In short, the production and consumption of this call involves both the work of
documenting and document work. The work of documenting falls close to the definition of
the verb, to "document," describing the act of providing factual or substantive
support for statements made or hypotheses proposed; or to equip with exact references to
authoritative supporting information (Merriam-Webster Online Dictionary). At the same
time we engaged in document work involving the production, use, collection,
classification, storage, retrieving and dissemination of documents within and across
organizational settings.
A focus on documents is part of a larger trend in the academic literature. In
parallel to the dissemination of increasingly complex information systems in
organizational environments, there is an emerging literature studying document
work and the work of documenting within and across organizational boundaries.
These studies tend to oppose a purely information-based perspective propagating
the abstract meanings and immaterial data communicated via various information
systems. Instead this body of work largely draws on a pragmatic and
practice-oriented perspective theorizing the social practices going into the
manufacturing of documents through the manipulations of various material forms.
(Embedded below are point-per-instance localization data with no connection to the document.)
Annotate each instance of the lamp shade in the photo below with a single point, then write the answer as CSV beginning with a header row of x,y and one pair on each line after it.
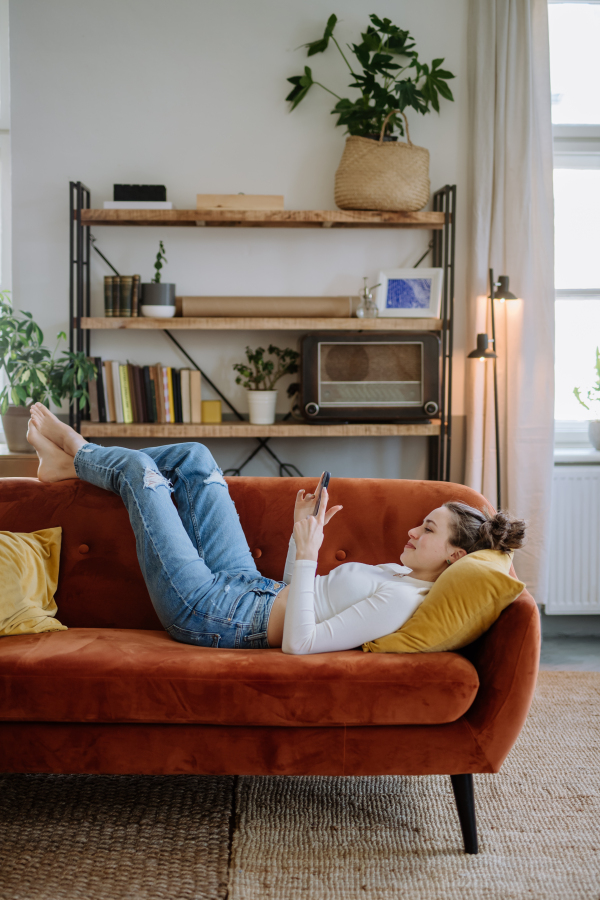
x,y
502,292
482,351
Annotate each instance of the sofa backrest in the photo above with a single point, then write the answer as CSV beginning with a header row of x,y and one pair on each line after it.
x,y
100,581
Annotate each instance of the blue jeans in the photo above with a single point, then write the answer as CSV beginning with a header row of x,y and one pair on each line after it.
x,y
194,556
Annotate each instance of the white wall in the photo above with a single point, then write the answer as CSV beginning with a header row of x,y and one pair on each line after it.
x,y
190,94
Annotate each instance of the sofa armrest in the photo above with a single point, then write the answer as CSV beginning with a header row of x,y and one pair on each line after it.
x,y
507,661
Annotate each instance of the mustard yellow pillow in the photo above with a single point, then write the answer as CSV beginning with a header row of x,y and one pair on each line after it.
x,y
463,603
28,581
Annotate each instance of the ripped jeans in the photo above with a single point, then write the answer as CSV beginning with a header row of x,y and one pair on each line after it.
x,y
194,556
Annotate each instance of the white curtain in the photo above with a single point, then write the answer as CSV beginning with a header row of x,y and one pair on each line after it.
x,y
511,219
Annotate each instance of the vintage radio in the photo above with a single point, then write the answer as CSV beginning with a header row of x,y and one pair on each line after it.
x,y
370,377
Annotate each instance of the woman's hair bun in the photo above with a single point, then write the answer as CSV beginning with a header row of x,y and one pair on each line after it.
x,y
474,529
501,532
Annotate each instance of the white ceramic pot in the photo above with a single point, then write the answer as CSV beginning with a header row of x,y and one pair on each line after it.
x,y
262,407
157,312
594,433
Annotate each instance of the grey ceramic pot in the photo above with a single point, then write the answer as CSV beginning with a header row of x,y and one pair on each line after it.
x,y
158,294
14,422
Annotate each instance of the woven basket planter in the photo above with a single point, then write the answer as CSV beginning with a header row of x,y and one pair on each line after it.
x,y
387,176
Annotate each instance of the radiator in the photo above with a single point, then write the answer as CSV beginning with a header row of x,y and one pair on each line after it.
x,y
575,541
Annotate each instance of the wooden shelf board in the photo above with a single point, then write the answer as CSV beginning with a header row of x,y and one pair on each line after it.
x,y
289,218
244,429
248,323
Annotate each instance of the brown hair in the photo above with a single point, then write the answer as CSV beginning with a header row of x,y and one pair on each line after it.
x,y
473,529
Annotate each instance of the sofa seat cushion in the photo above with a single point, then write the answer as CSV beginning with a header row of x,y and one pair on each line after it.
x,y
129,675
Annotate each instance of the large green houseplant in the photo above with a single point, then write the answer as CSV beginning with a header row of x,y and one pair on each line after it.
x,y
387,79
33,373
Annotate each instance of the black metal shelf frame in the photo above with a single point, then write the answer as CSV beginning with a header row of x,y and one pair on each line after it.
x,y
442,247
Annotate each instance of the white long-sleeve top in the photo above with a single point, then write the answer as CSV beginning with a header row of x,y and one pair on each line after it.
x,y
355,603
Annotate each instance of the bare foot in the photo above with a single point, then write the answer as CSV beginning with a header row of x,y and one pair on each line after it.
x,y
55,464
56,431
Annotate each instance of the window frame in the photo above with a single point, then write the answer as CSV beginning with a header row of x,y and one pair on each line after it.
x,y
575,147
5,174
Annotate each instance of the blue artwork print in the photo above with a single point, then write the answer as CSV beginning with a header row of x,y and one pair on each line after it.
x,y
408,293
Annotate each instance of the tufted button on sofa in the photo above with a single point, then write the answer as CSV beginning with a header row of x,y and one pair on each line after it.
x,y
114,693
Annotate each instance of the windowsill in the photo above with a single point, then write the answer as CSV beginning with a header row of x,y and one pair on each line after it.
x,y
572,456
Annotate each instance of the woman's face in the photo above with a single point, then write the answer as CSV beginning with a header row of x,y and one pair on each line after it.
x,y
428,547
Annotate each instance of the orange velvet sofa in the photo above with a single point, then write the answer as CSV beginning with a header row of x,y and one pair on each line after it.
x,y
114,694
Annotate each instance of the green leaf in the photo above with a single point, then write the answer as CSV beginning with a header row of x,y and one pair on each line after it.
x,y
321,45
302,83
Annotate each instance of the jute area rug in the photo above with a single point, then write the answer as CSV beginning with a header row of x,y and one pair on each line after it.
x,y
67,837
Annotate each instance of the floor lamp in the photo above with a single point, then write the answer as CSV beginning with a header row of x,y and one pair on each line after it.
x,y
498,291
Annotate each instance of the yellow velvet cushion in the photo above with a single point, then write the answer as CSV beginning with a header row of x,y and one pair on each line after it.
x,y
28,581
463,603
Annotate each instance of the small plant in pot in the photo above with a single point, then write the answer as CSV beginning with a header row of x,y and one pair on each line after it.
x,y
34,374
158,298
592,405
259,375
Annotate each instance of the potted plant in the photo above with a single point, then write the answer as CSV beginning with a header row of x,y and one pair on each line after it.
x,y
259,375
389,79
34,374
158,298
593,398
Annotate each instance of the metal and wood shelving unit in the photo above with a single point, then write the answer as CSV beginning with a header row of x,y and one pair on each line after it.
x,y
441,221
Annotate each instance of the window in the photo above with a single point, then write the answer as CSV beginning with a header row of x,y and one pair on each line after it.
x,y
574,38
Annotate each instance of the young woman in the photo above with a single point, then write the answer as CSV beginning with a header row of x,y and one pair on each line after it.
x,y
197,565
Topics of the Minitrack will address include (but are not limited to):
• Documents as part of organizational infrastructure
• Institutional ethnography
• Boundary documents
• Immutable mobiles and mutable mobiles
• Documents and accountability
• The evolution of genres of digital documents, including non-textual genres
• Investigations of genre in use
• Analysis of particular document genres, e.g. email, spam, and deception
• Combining document
• Document life cycles
• Documents and their materiality
• Documents in Web 2.0 applications (Blogs, Wikis, Open Source)
• Documents in Healthcare
• Documents in . . . . . .
MINITRACK CO-CHAIRS:
Kevin Crowston, Professor
Syracuse University
School of Information Studies
Hinds Hall 348
Syracuse, NY 13244–4100 USA
Email: address@hidden
Tel: +1 315 443-1676
Dept: +1 315 443-2911
Fax: +1 866 265-7407
Carsten Østerlund, Assistant Professor
Syracuse University
School of Information Studies
Hinds Hall 309
Syracuse, NY 13244–4100 USA
Email: address@hidden
Tel: +1 315 443-8773
Dept: +1 315 443-2911
Fax: +1 315 443-5806
IMPORTANT DEADLINES
From now to June 1: If you wish, you may prepare an abstract and contact the
minitrack chairs for guidance and indication of appropriate content.
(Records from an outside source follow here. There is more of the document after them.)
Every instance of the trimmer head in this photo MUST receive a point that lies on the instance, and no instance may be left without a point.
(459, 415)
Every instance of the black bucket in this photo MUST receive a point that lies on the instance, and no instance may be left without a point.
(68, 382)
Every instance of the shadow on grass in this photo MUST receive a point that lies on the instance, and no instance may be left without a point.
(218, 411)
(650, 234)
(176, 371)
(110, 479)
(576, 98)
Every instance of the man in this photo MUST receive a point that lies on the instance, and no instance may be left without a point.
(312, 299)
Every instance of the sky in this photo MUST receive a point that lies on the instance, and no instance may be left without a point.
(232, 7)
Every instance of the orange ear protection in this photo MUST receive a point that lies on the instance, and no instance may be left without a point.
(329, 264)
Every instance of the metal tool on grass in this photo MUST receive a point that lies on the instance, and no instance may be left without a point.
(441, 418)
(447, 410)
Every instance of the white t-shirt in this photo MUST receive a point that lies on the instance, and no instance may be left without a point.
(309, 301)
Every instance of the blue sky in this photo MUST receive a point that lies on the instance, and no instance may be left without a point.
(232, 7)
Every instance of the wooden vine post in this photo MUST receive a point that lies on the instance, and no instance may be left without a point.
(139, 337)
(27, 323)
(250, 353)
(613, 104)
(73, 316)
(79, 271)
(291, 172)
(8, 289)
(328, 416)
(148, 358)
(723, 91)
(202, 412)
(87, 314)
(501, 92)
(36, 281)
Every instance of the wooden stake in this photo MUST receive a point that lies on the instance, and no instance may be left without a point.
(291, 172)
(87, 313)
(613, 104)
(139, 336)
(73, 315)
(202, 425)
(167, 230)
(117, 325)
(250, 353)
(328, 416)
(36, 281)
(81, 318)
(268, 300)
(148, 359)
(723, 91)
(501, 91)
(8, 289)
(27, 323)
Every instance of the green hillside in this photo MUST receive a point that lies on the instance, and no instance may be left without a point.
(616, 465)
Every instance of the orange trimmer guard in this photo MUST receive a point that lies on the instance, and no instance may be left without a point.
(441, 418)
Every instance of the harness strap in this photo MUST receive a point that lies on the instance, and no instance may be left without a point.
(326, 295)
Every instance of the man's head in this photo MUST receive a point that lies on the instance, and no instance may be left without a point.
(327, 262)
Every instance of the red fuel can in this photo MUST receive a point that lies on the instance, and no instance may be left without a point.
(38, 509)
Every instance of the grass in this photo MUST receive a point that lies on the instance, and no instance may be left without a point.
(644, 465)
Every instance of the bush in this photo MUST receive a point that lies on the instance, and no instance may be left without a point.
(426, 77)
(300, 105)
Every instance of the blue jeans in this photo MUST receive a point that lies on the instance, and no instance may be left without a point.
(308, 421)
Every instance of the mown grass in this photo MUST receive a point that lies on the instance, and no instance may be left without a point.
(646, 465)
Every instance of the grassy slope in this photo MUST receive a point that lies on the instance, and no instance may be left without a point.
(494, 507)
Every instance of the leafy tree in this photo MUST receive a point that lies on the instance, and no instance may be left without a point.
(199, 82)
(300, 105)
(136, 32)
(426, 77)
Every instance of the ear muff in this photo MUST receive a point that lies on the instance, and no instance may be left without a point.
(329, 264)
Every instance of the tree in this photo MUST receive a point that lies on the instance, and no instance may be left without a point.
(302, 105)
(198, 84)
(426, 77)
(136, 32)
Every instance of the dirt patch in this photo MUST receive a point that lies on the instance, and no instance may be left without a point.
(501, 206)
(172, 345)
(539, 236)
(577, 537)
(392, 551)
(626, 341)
June 15: Authors submit full papers by this date, following the Author
Instructions. Please consult the HICSS main website for complete information
http://www.hicss.hawaii.edu All papers will be submitted in double column
publication format and limited to 10 pages including diagrams and references.
HICSS papers undergo a double-blind review (June15 - August15).
August 15: Acceptance notices are sent to Authors. At this time, at least one
author of an accepted paper should begin visa, fiscal and travel arrangements
to attend the conference to present the paper.
September 15: Authors submit Final Version of papers following submission
instructions posted on the HICSS web site. At least one author of each paper
must register by this date with specific plans to attend the conference.
October 2: Papers without at least one registered author will be pulled from
the publication process; authors will be notified.